Now, with the death of a high school classmate, I'm again reminded of our makeshift memorials. Three students in my high school class alone died before graduation. My senior year, the large rock outside our school became a memorial rock, painted over each time another student's life was taken. We never knew when it was okay to paint over the rock again unless someone else passed away. In a generation of "kids with stuff," making tangible (or techno-tangible) memorials in the only way we know how, it can be even tougher to let go.
In the age of social networking, bad news travels even more quickly--I may never have known about the death of someone whose locker was always just two away from mine were it not for the superficial Facebook friendships I've maintained with people I haven't actually spoken to in years. I was never really friends with Elliot, but the proximity of our last names in the alphabet often put us in the same place when homeroom rolled around. When I heard he had passed away, I took a quick look at my cell phone. Sure enough, Elliot became the third person whose number remains in my contact list even after death.
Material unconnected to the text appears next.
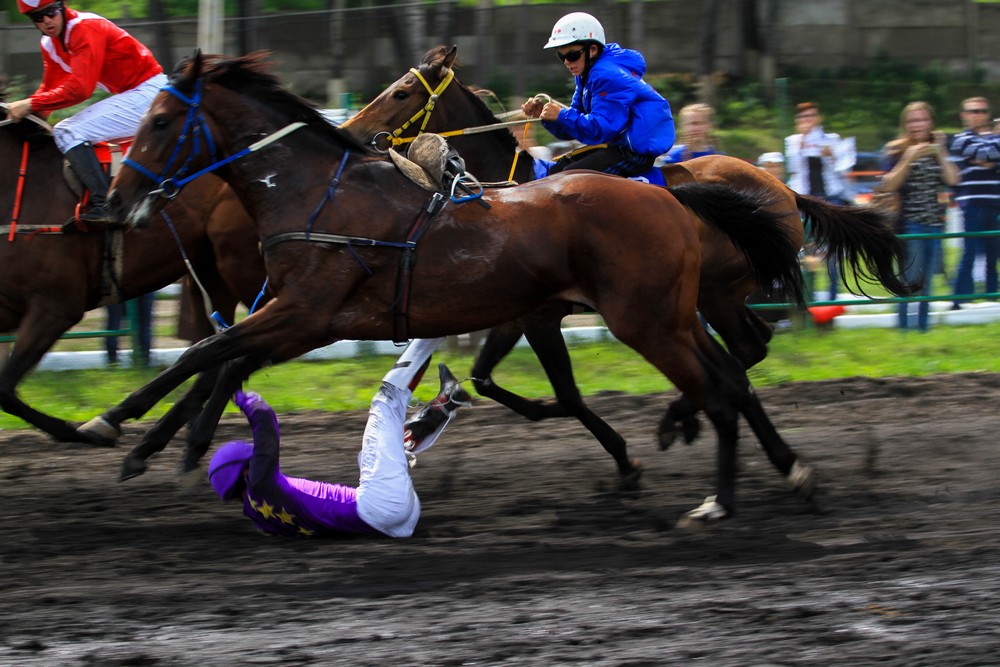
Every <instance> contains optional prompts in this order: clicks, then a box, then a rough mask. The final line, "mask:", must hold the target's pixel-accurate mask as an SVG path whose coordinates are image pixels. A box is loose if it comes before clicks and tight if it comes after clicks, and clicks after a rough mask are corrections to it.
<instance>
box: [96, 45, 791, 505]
mask: <svg viewBox="0 0 1000 667" xmlns="http://www.w3.org/2000/svg"><path fill="white" fill-rule="evenodd" d="M193 128H199V130H198V132H200V133H201V134H202V135H203V136H204V137H208V136H210V137H211V141H207V140H205V141H201V142H197V143H196V142H193V141H191V137H192V135H193V134H195V132H194V130H193ZM209 146H214V147H217V149H218V150H219V151H220V152H221V153H222V154H223V155H228V157H223V158H220V157H219V156H218V155H215V154H213V153H210V152H209V151H208V147H209ZM132 154H133V155H136V156H138V157H137V158H136V159H135V160H134V161H127V163H126V165H125V167H124V168H123V169H122V171H121V172H120V173H119V175H118V176H117V177H116V179H115V182H114V189H113V191H112V199H113V201H114V202H115V204H116V206H120V207H122V210H123V211H124V212H125V213H126V219H127V221H128V222H129V223H131V224H146V223H147V222H148V221H149V220H150V218H151V217H152V216H154V215H155V214H156V213H157V212H158V211H159V210H160V209H161V208H162V207H163V206H164V204H165V202H166V201H167V199H165V198H164V197H163V196H162V195H164V194H168V195H171V194H174V193H176V192H177V191H178V190H179V189H180V188H181V187H182V186H183V185H184V184H185V183H187V182H189V181H190V180H191V179H192V178H194V177H195V176H196V175H197V174H199V173H206V172H210V171H215V173H217V174H218V175H219V176H220V177H222V178H223V179H224V180H226V181H227V182H228V183H229V185H230V186H231V187H232V189H233V191H234V192H235V193H236V195H237V197H238V198H239V199H240V201H241V202H242V203H243V205H244V206H245V207H246V209H247V211H248V212H249V213H250V216H251V218H252V219H254V220H255V222H256V224H257V228H258V232H259V236H260V239H261V243H262V249H263V254H264V259H265V263H266V267H267V273H268V276H269V280H270V289H271V291H272V292H273V293H274V298H273V299H272V300H271V301H270V302H268V303H267V305H266V306H264V308H262V309H261V310H259V311H257V312H256V313H254V314H253V315H252V316H250V317H248V318H246V319H245V320H243V321H241V322H240V323H239V324H237V325H235V326H233V327H231V328H229V329H227V330H226V331H223V332H221V333H219V334H217V335H215V336H212V337H210V338H208V339H206V340H204V341H202V342H200V343H197V344H195V345H194V346H192V347H191V348H189V349H188V350H187V352H185V353H184V354H183V355H182V356H181V358H180V359H178V361H177V362H176V363H175V364H174V365H173V366H171V367H170V368H168V369H166V370H164V371H163V372H162V373H160V375H158V376H157V377H156V378H155V379H154V380H153V381H151V382H150V383H149V384H147V385H146V386H145V387H143V388H141V389H139V390H137V391H136V392H133V394H132V395H131V396H129V397H128V398H127V399H125V401H123V402H122V403H121V404H120V405H118V406H116V407H114V408H111V409H110V410H108V411H106V412H105V413H104V414H103V415H101V417H100V420H102V421H103V422H104V424H106V425H107V426H109V427H110V428H119V427H120V424H121V423H122V422H124V421H125V420H127V419H134V418H137V417H140V416H142V415H143V414H145V413H146V411H148V410H149V409H150V408H151V407H152V406H153V405H155V404H156V403H157V402H158V401H159V400H161V399H162V398H163V397H164V396H165V395H166V394H167V393H168V392H169V391H171V390H172V389H173V388H174V387H176V386H178V385H179V384H180V383H181V382H183V381H184V380H186V379H187V378H189V377H191V376H192V375H193V374H195V373H197V372H200V371H204V370H207V369H211V368H215V367H216V366H217V365H219V364H221V363H225V362H227V361H231V360H242V361H240V362H239V363H240V364H241V366H240V367H239V368H237V369H231V372H230V373H228V374H226V375H224V376H223V378H222V380H220V382H221V383H222V384H221V385H220V388H219V389H220V390H221V391H222V392H224V393H226V394H230V393H231V392H232V391H233V390H235V389H236V388H237V387H238V386H239V383H240V382H241V381H242V380H243V379H244V377H245V376H246V375H247V374H248V372H249V371H251V370H253V369H255V368H258V367H260V366H261V365H262V364H265V363H271V362H281V361H285V360H288V359H291V358H294V357H296V356H299V355H301V354H303V353H305V352H307V351H309V350H311V349H314V348H316V347H319V346H322V345H328V344H330V343H332V342H334V341H336V340H338V339H342V338H355V339H388V338H401V337H404V336H403V335H402V334H405V335H406V336H415V337H432V336H441V335H448V334H456V333H462V332H466V331H471V330H477V329H482V328H487V327H490V326H494V325H497V324H500V323H503V322H508V321H511V320H512V319H514V318H516V317H520V316H523V315H525V314H527V313H529V312H532V311H533V310H535V309H537V308H539V307H540V306H542V305H544V304H547V303H551V302H552V301H573V302H578V303H582V304H585V305H588V306H590V307H593V308H596V309H597V310H599V311H600V312H601V313H602V314H603V315H604V317H605V321H606V322H607V325H608V327H609V329H610V330H611V332H612V333H614V335H615V336H617V337H618V339H619V340H621V341H622V342H624V343H626V344H627V345H629V346H630V347H632V348H633V349H635V350H636V351H638V352H639V353H640V354H642V355H643V357H645V358H646V359H647V360H648V361H649V362H650V363H651V364H652V365H654V366H655V367H656V368H657V369H659V370H660V371H661V372H663V373H664V375H666V376H667V377H668V378H669V379H670V380H672V381H673V382H674V384H676V385H677V386H678V387H680V388H681V389H682V390H683V391H684V392H685V394H686V395H687V396H688V397H689V398H690V400H692V401H693V402H694V404H695V405H696V406H697V407H698V408H699V409H703V410H704V411H705V413H706V414H707V415H708V417H709V419H710V420H711V422H712V424H713V426H714V427H715V429H716V431H717V433H718V438H719V457H720V462H719V489H718V494H717V501H716V503H715V504H713V506H712V510H711V512H710V517H711V518H719V517H721V516H725V515H727V514H728V513H729V512H730V511H731V510H732V507H733V502H734V489H733V484H734V481H735V451H736V443H737V440H738V430H737V420H738V417H739V415H740V414H741V413H742V414H743V415H744V416H746V417H747V419H748V421H749V422H750V424H751V426H752V428H753V429H754V431H755V433H756V434H757V436H758V438H759V439H760V440H761V443H762V445H763V446H764V448H765V450H766V451H767V452H768V455H769V456H770V457H771V460H772V461H773V462H774V464H775V466H776V467H777V468H778V469H779V470H780V471H781V472H782V473H783V474H785V475H786V476H788V477H789V478H790V479H793V480H795V481H796V483H801V482H802V481H803V479H808V478H809V477H810V476H809V475H808V474H804V472H803V466H801V465H799V464H798V463H797V462H796V456H795V454H794V453H793V452H792V451H791V450H790V449H789V448H788V445H787V444H786V443H785V442H784V441H783V440H782V439H781V437H780V436H779V435H778V434H777V432H776V431H775V430H774V427H773V425H771V423H770V420H769V419H768V418H767V416H766V414H765V413H764V410H763V407H762V406H761V405H760V403H759V401H758V400H757V399H756V397H755V396H754V394H753V391H752V390H751V388H750V384H749V381H748V380H747V378H746V374H745V372H744V370H743V367H742V365H741V364H740V363H739V362H738V361H737V360H735V359H734V358H733V357H732V356H730V355H729V354H728V353H726V352H725V350H724V349H723V348H722V347H721V346H720V345H718V343H716V342H715V340H714V339H713V338H712V337H711V336H709V335H708V333H707V332H706V330H705V329H704V327H703V326H702V325H701V323H700V321H699V319H698V317H697V314H696V308H695V306H696V303H697V299H698V279H697V277H698V275H699V272H700V265H701V257H702V251H701V241H700V239H699V237H698V234H699V223H696V222H695V220H694V219H693V217H692V213H691V211H692V210H693V211H695V212H697V214H698V215H699V216H704V217H707V218H710V219H711V221H712V222H713V223H717V224H719V225H720V229H722V230H725V231H724V232H723V231H720V232H719V233H727V234H730V239H731V241H730V242H731V243H733V244H735V245H736V246H737V247H738V248H740V251H741V252H745V253H746V255H747V257H748V258H749V260H750V267H751V268H752V270H753V271H754V272H755V273H756V274H757V276H758V280H759V281H760V282H761V283H762V284H766V285H773V286H776V288H781V289H784V290H788V291H789V292H791V294H792V297H793V298H795V299H796V300H797V301H799V302H801V299H802V295H801V274H800V272H799V268H798V262H797V252H798V248H797V246H796V244H795V243H794V242H792V241H789V239H788V236H787V233H786V232H785V231H784V230H783V229H782V228H781V226H780V225H779V224H777V223H776V222H775V219H774V216H773V215H772V214H770V213H769V212H768V211H767V210H766V208H765V204H766V203H767V202H766V201H763V200H761V199H760V197H759V196H757V193H740V192H737V191H735V190H732V189H729V188H721V187H713V186H705V185H697V184H692V185H689V186H686V187H684V188H681V189H679V190H677V191H676V192H675V193H674V194H671V193H670V192H668V191H667V190H664V189H660V188H654V187H649V186H646V185H643V184H638V183H633V182H630V181H627V180H623V179H619V178H615V177H611V176H606V175H603V174H593V173H575V174H574V173H568V174H563V175H560V176H559V177H557V178H550V179H544V180H542V181H538V182H535V183H530V184H527V185H525V186H522V187H519V188H512V189H507V190H500V191H493V192H489V193H488V194H487V195H485V196H484V197H483V199H482V201H481V202H479V203H474V202H467V203H465V204H460V205H455V206H451V205H448V204H447V203H445V205H444V206H443V207H442V208H440V210H438V211H437V213H436V216H434V215H433V211H435V204H434V203H433V202H436V201H440V200H439V199H438V198H437V197H433V198H432V197H429V195H428V193H427V192H425V191H424V190H422V189H421V188H420V187H418V186H417V185H415V184H413V183H411V182H410V181H408V180H407V179H406V178H405V177H404V176H403V175H402V174H400V173H399V172H398V171H397V170H396V169H395V168H394V166H393V164H392V163H391V162H390V161H388V160H385V159H384V158H381V157H378V156H375V155H372V154H369V153H368V151H366V149H365V148H364V147H363V146H362V145H361V144H360V143H358V142H357V141H356V140H355V139H354V138H353V137H352V136H351V135H349V134H348V133H346V132H344V131H342V130H340V129H338V128H334V127H332V126H330V125H329V124H328V123H327V122H326V121H325V120H324V119H323V118H322V117H321V115H320V114H318V113H317V112H316V110H315V109H313V108H312V107H311V106H310V105H309V104H308V103H306V102H305V101H304V100H301V99H300V98H298V97H297V96H295V95H293V94H291V93H289V92H288V91H286V90H284V89H283V88H282V87H281V86H280V85H279V84H278V82H277V80H276V79H275V78H274V77H273V76H272V75H271V74H270V73H269V72H268V70H267V67H266V65H265V63H264V60H263V56H261V55H259V54H257V55H251V56H244V57H241V58H236V59H222V58H219V57H206V56H202V55H200V54H198V55H196V56H195V57H194V58H193V59H192V60H191V61H190V62H187V63H185V64H184V65H182V67H181V69H180V70H179V71H178V72H177V73H175V74H174V76H173V77H172V78H171V85H170V86H169V87H168V88H167V89H165V90H164V91H163V92H161V93H160V94H159V95H158V96H157V98H156V99H155V100H154V102H153V104H152V106H151V107H150V110H149V112H148V113H147V114H146V116H145V119H144V120H143V123H142V124H141V126H140V128H139V130H138V132H137V134H136V138H135V144H134V148H133V151H132ZM175 158H176V159H175ZM177 165H183V168H182V171H181V172H178V170H177ZM150 180H152V182H153V185H151V184H150ZM151 188H153V189H152V190H151ZM678 198H680V199H683V200H684V204H683V205H682V204H681V202H680V201H679V200H678ZM429 200H430V202H431V203H429ZM480 203H484V204H485V205H484V206H481V205H479V204H480ZM608 212H613V219H612V220H610V221H609V220H607V217H608ZM730 218H732V219H740V220H742V221H743V223H742V224H741V225H739V226H736V225H727V223H726V222H725V221H726V220H727V219H730ZM401 259H402V261H401ZM408 266H412V267H413V270H412V272H408V271H407V269H406V267H408ZM400 286H402V289H400ZM404 304H405V307H404ZM806 486H807V487H808V484H807V485H806Z"/></svg>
I never deleted my grandmother's home number from my cell phone after she passed away in 2007, nor could I bring myself to delete Casey's number, email address, and speed dial information when she died last summer. Now, it's as though a precedent has been set: even though the only reason Elliot's number was saved in my phone was because he sometimes prank called me, it feels more like a rejection of someone's memory than practicality to delete the deceased from an address book.
When I Googled his name, I came up with prayer requests from the church I once attended, asking members of the parish to keep deployed members of the military in their prayers as they fought for our freedom. I can't even wrap my head around how awful it is to survive two tours of duty and come home, only to die in a car accident. I was further devastated to hear that he is survived by a young wife and son. My thoughts are with his family and friends in this difficult time. Rest in peace, Elliot Teisler.